Nuit-Indigo
La formule du peintre William Blake, selon laquelle « La nature n’a pas de contour mais l’imagination en a », équivaut à dire que la vision doit s’articuler plus clairement et plus précisément que le réel, dont les frontières sont floues et vaporeuses. Il y aurait une vérité quasi mystique des choses à trouver dans leur image mentale davantage que dans leur observation directe et rigoureuse. Pour Audrey Matt-Aubert, l’image peinte est une image qui hante le regard avant et après sa fixation sur la toile : elle ne s’appréhende que dans le flux et le reflux du travail de la rétine selon des principes d’évocation et de révélation qui sont symptomatiques du rêve. André Breton propose justement de juger une œuvre à partir de ce qu’il appelle « l’épreuve du réveil », c’est-à-dire en fonction de l’émotion qu’elle procure au dormeur au moment du réveil. Ce qui revient à faire de l’état psychique crépusculaire ou hypnotique l’état le plus susceptible de voir le pouvoir de séduction des images erratiques. Les thématiques récurrentes des ensembles de toiles de l’exposition Nuit-Indigo prennent dès lors une autre dimension, dans le sens où elles font inévitablement écho à ce fonctionnement en allers-retours de l’image lancinante. On erre dans le désert comme on erre dans la nuit. Il s’agit donc moins ici d’une nuit grêlée d’étoiles ou d’une terre aride en particulier que de l’idée générique et sensible de la nuit ou du désert qui servent de toiles de fond à la déambulation du regard. Extraits de tout contexte géographique ou temporel, ils forment des « arrières-pays », formule que Yves Bonnefoy prête à un paysage intérieur et sensible, à une croisée des chemins face à laquelle le voyageur hésite. La quiétude et l’immensité de ces décors engageant à la vacation de l’âme sont ainsi des espaces d’herméneutique, laissant libre l’interprétation de l’association des objets assemblés.

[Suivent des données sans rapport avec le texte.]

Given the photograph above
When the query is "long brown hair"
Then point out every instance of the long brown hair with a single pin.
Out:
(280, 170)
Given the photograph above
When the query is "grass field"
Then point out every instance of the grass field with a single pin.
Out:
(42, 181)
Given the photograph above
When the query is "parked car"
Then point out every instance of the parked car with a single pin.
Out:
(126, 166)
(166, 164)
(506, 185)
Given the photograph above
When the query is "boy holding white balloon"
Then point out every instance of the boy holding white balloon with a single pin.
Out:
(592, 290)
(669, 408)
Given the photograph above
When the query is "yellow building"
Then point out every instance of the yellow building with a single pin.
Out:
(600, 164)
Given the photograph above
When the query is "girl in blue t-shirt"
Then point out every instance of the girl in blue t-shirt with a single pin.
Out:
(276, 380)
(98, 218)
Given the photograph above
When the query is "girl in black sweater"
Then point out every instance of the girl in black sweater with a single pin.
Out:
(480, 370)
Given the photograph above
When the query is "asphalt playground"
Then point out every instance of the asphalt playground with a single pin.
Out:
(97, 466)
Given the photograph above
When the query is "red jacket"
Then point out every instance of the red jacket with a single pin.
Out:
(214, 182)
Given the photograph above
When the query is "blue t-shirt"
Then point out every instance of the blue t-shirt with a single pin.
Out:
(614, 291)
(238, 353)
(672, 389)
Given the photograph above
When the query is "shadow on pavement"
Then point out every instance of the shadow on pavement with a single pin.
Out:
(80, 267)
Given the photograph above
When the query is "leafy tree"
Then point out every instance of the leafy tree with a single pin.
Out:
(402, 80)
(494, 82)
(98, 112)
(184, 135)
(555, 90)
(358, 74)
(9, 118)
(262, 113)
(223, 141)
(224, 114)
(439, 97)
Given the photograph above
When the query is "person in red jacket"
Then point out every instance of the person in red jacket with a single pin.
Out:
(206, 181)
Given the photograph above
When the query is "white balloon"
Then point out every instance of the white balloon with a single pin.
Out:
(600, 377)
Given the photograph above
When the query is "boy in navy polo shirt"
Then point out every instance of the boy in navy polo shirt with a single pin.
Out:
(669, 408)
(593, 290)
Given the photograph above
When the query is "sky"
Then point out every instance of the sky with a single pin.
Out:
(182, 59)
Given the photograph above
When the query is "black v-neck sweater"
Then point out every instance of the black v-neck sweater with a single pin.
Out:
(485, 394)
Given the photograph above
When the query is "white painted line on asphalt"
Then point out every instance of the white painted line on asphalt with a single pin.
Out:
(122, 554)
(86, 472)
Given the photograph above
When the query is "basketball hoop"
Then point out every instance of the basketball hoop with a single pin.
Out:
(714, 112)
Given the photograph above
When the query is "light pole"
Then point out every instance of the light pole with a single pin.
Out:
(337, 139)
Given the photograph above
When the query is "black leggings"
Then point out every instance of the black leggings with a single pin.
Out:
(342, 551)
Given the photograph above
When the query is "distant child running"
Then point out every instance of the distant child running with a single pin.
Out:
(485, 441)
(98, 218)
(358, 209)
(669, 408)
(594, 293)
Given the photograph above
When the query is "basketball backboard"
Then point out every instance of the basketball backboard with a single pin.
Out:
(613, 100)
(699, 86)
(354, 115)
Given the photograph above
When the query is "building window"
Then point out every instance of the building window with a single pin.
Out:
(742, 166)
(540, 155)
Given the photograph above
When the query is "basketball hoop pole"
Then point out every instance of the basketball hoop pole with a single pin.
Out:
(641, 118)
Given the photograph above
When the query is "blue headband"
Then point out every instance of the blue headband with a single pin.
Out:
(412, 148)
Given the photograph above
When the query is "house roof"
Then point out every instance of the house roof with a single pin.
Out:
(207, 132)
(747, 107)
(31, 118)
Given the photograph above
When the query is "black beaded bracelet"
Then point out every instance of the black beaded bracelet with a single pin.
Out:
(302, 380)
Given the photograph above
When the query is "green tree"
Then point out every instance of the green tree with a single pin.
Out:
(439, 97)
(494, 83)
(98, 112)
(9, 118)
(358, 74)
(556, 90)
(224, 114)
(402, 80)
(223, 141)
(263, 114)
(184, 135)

Chez Audrey Matt-Aubert, la réduction du nombre d’éléments peints, la pratique des lignes essentielles et géométriques, l’équilibre de la composition centrée sur la toile, participent d’une idéalisation des formes. En peignant les choses en portrait, l’artiste les investit d’une fonction narrative, elle en fait des personnages de théâtre. Leur statut d’objet et leur position hiératique ne mettent donc pas à l’index leur efficacité diégétique. Sphères, spirales, ressorts, billes, tubes acquièrent dans ces paysages nuiteux un rôle de conduits : ils constituent les rouages de la machine du tableau dont les forces et les mouvements passent par leurs courbes et leurs formes circulaires. Se retrouve le leitmotiv du peintre-alchimiste : les rainures d’un socle en bois, les mouchetures d’une pastèque ou la touffe en éventail d’un oiseau du paradis ont en commun de présenter des caractéristiques picturales intrinsèques. Ces motifs sont donc choisis pour leur étrangeté mais ils le sont aussi en tant que symboles de l’idée de peinture, c’est-à-dire de la peinture telle qu’on la verrait en rêve. L’image est peinture et la peinture est image. Aussi, les dénominations de couleurs, combinant le pigment et la chose, rappellent le lien inconscient du rêve au réel, de l’imagination à la matière : Nuit-Indigo ; Jaune-Sahara ; Peinture-Peinture.